When water flows very fast around sharp objects, like the edge of a boat’s rudder or a hydrofoil, something amazing happens. The pressure can drop so low that the water starts to boil, even when it’s cold. This creates bubbles of water vapor, a phenomenon called cavitation. This is very important to study because these bubbles can change how the water flows and can even damage the equipment. In shallow water, it gets even more complex because both the water surface above and the ground below affect how these bubbles form and disappear. Using powerful computer tools called Computational Fluid Dynamics (CFD), we can watch this happen in a simulation. This is much cheaper and easier than building and testing real parts. Our study focuses on Cavitation Around Wedge CFD in shallow water, and we will check our results against a trusted research paper [1] to make sure our computer model is very accurate.

• Reference [1]: Xin, C. H. E. N., L. I. Jie, and C. H. E. N. Ying. “Properties of natural cavitation flows around a 2-D wedge in shallow water.” Journal of Hydrodynamics, Ser.
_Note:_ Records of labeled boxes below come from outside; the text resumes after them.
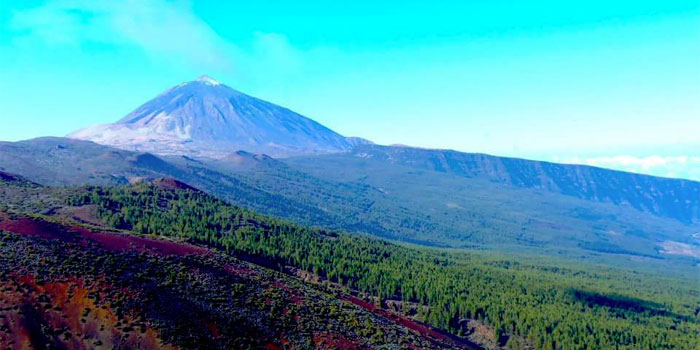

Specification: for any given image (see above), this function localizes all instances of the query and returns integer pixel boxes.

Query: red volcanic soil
[0,212,73,240]
[153,177,199,192]
[0,171,21,182]
[340,295,483,350]
[0,213,211,256]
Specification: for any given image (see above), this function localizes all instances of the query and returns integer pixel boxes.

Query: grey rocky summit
[68,75,367,158]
B6 (2011): 730-736.

Figure 1: Reference plot from the paper [1] showing experimental Drag and Lift coefficients used for the Cavitation Around Wedge CFD VALIDATION.
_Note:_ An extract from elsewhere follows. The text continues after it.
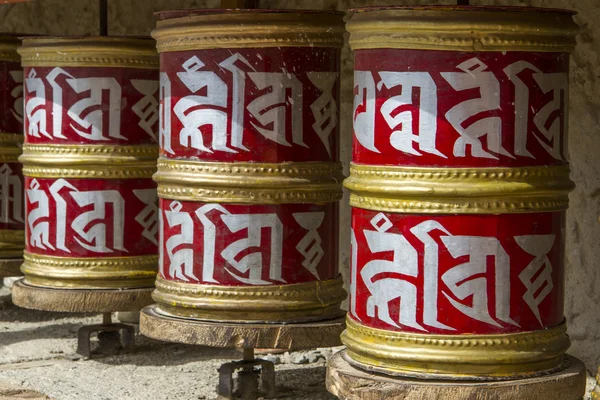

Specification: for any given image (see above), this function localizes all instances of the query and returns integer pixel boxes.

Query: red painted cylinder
[342,6,576,379]
[153,10,345,322]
Simulation Process: Modeling Three-Phase Flow in a Cavitating System

To correctly simulate the Cavitation Around Wedge Fluent problem, we first had to build a digital world that included three different things: the air above the water, the liquid water itself, and the water vapor created by cavitation. To track all three at once, we used a special tool in ANSYS Fluent called the Volume of Fluid (VOF) multiphase model. First, we drew our testing area with the wedge inside it using Design Modeler. We made sure to create a very neat grid of small boxes, called a structured grid, especially around the wedge (Figure 2). This helps the computer make very accurate calculations. The most important part of our setup was telling the computer how and when the water should turn into vapor. For this, we used a special rule called the Schnerr-Sauer cavitation model. This model acts as the brain for the wedge cavitation CFD simulation, controlling the mass transfer between liquid and vapor based on the local pressure.

Figure 2: The structured mesh around the wedge, designed for high accuracy in the wedge cavitation CFD simulation

Post-processing: Validating Hydrodynamic Forces and Visualizing the Cavity

Our simulation predicted a drag coefficient of 0.0712 and a lift coefficient of 0.0873. A major achievement of this Cavitation Around Wedge CFD VALIDATION study is the incredibly small error when compared to the reference paper [1]—just 0.28% for drag and 2.1% for lift. This near-perfect match proves that our simulation doesn’t just look right; it accurately predicts the real-world forces acting on the structure, which is the most critical information for designing safe and efficient marine hardware. This high level of accuracy gives engineers strong confidence to use this method to avoid the damaging effects of cavitation and improve the performance of underwater vehicles.

The simulation results tell a clear story of cause and effect, starting with the flow of water and ending with the forces on the wedge. The main cause of everything we see is the high-speed water being forced around the sharp wedge. The immediate effect is a pocket of low pressure behind it, which allows cavitation to happen. Figure 4 shows this perfectly. The red area is the vapor bubble, or “cavity,” that our simulation predicted. We successfully captured its exact teardrop shape and its length, which is a key sign that our Schnerr-Sauer model is working correctly. This vapor bubble and the fast flow shown in Figure 3 (the bright yellow streak) are the cause of the drag and lift forces on the wedge. The ultimate effect is revealed in our force calculations.

Figure 3: Velocity magnitude contour from the Cavitation Around Wedge Fluent simulation, showing flow acceleration and a high-speed jet.

Figure 4: Vapor volume fraction contour illustrating the Cavitation Around Wedge CFD process, showing the distinct vapor pocket formation behind the wedge.